Michel Cervantès Saavedra écrit Don Quichotte comme une oeuvre étincelante ; elle a été écrite par un vieillard dont toute la vie fut faite d’expédients. L’éblouissante diversité de son talent s’affirme dans une trentaine de comédies, poèmes et nouvelles. De son oeuvre on peut dégager les caractères qui la rattache au génie de l’Espagne et à l’esprit du siècle d’or. Don Quichotte c’est une réaction par l’absurde contre la vogue de romans de chevalerie qui en était arrivée à l’extravagance. La Renaissance en Espagne n’a pas modifié la conception de l’hidalgo (seigneur et paysan). Ce type d’humanisme si spécial en Espagne ne sera pas pour rien dans la résistance que la petite aristocratie terrienne allait opposer aux nouveautés de l’Encyclopédie et autres idées des Lumières. La forfanterie de l’honneur alimentée par des lectures purement romanesques altérait un sentiment louable en soi : Don Quichotte fera d’une farce une magnifique leçon de morale, ce livre de philosophie pointue est une peinture pleine de vie et de vérité saisissante. Le second volume de ce livre est riche de maximes, paraboles et aperçus généraux qui donnent une profondeur à cette pensée. Sancho illustre les excès, les erreurs, les mécomptes, mais aussi la sensibilité généreuse de l’âme espagnole. Il l’emporte sur Don Quichotte lequel est pétri d’appels à la prudence et à l’abstention. Les accents d’un homme de foi profonde habillent les personnages sans oublier Dulcinée .
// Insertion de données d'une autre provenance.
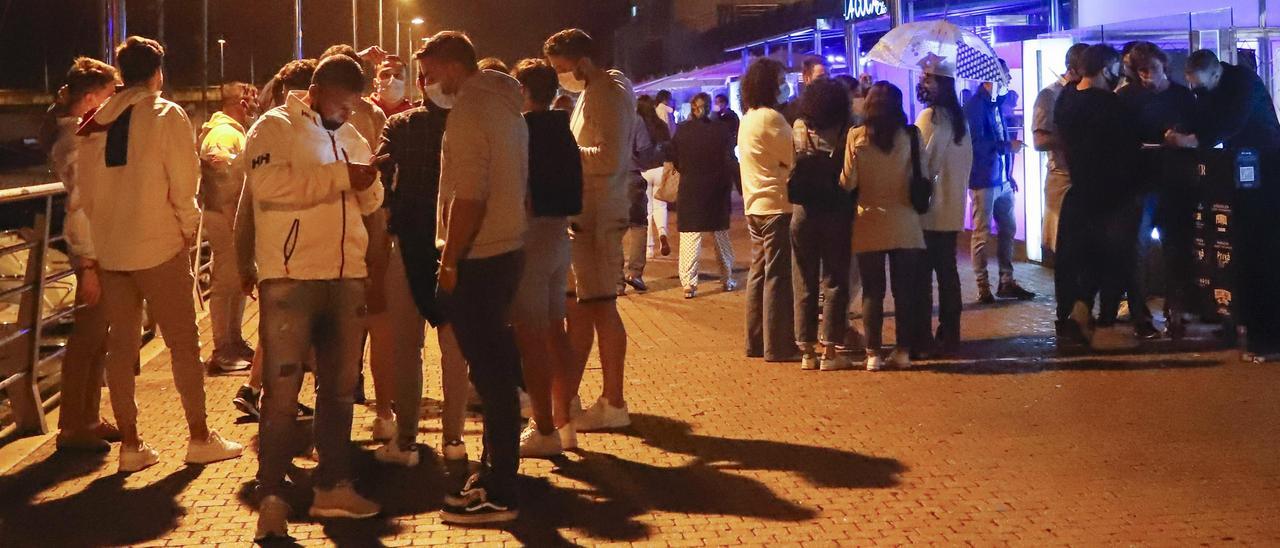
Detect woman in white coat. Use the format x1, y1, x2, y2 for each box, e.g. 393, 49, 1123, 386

Chapitre 11 : le couchant de la monarchie
Philippe IV prend comme premier ministre Gaspard de Guzman qu’il ennoblira sous le nom de comte duc de Olivarès. Cet homme est instruit et loyal, infatigable au travail et d’un parfait désintéressement. Il réagit contre l’immoralité de la Cour, libéral il modère les rigueurs de l’inquisition, il étouffe les complots des grands mais ne peut rivaliser contre Richelieu. À l’extérieur le règne a commencé par des victoires contre les hollandais et la Suède mais à la bataille de Rocroi s’amorce un revers de fortune. Ceci dit le royaume reste immense. Philippe IV est le plus humain et le plus sensible des Habsbourg. Sa bonté et sa correction de vie s’enrichissent dans son mariage avec Elisabeth de Bourbon soeur de Louis XIII. Très grand croyant il s’éclaire dans sa foi auprès de la supérieure du couvent Marie Agreda. Ces 2 femmes ont guidé le monarque et insufflé une énergie qui lui manquait naturellement. Elisabeth après la disgrâce d’Olivares (aux penchants dictatoriaux, personne n’est parfait) invite le roi à prendre pour valido Louis Mendez de Haro qui fera beaucoup pour nouer des relations apaisées avec la France.
Quand il s’agira de recueillir l’héritage du siècle d’or ce sera la France de Louis XIV qui le fera avec respect et admiration. À défaut d’un meilleur emploi Philippe IV exerce tous ses talents comme mécène. Il honorera Velasquez de La Croix des chevaliers de Saint Jacques. La protection coûteuse qu’il accordait aux lettrés (il a beaucoup appris près de Lope de Vega et Calderon) et aux artistes s’étendait à tout ce qui embellissait la vie publique. Madrid se transforme. La pauvreté est cadrée par des aides publiques. L’amour des arts se transmet aux grands du royaume. Le luxe prenant tendance à se répandre, le roi donne l’exemple des restrictions avec d’étranges promulgations de « Pragmatiques ». Ceci dit la bonté du roi a un effet sur l’adoucissement des moeurs et il était grand temps.Inévitablement arrive le déclin du siècle d’or. Il s’accompagne de critiques par la plume de François de Quevedo. Ce Voltaire espagnol est d’un talent fou et pas seulement dans les pamphlets. Son oeuvre est variée et brillante : poésie, roman, philosophie, morale, religion, politique, histoire. L’Espagne annonce ici l’esprit critique du 18ème siècle, entre autre le libéralisme intellectuel qui perdra les monarchies.
Chapitre 12 : vers une conclusion
Le résumé du livre s’arrète ici car l’essentiel est dit… L’évolution nouvelle faisant passer du pieux au profane lancera le théâtre (Chapitre 12). L’apothéose en peinture dégagera d’immenses noms comme Velasquez, Zurbaran, Murillo, Pacheco et Ribera. (Chapitre 13). Dans le sillage du siècle d’or l’auteur (fait allusion au règne de Charles II)…et surtout donne ses sources bibliographiques comme Maranon et Marcel Bataillon.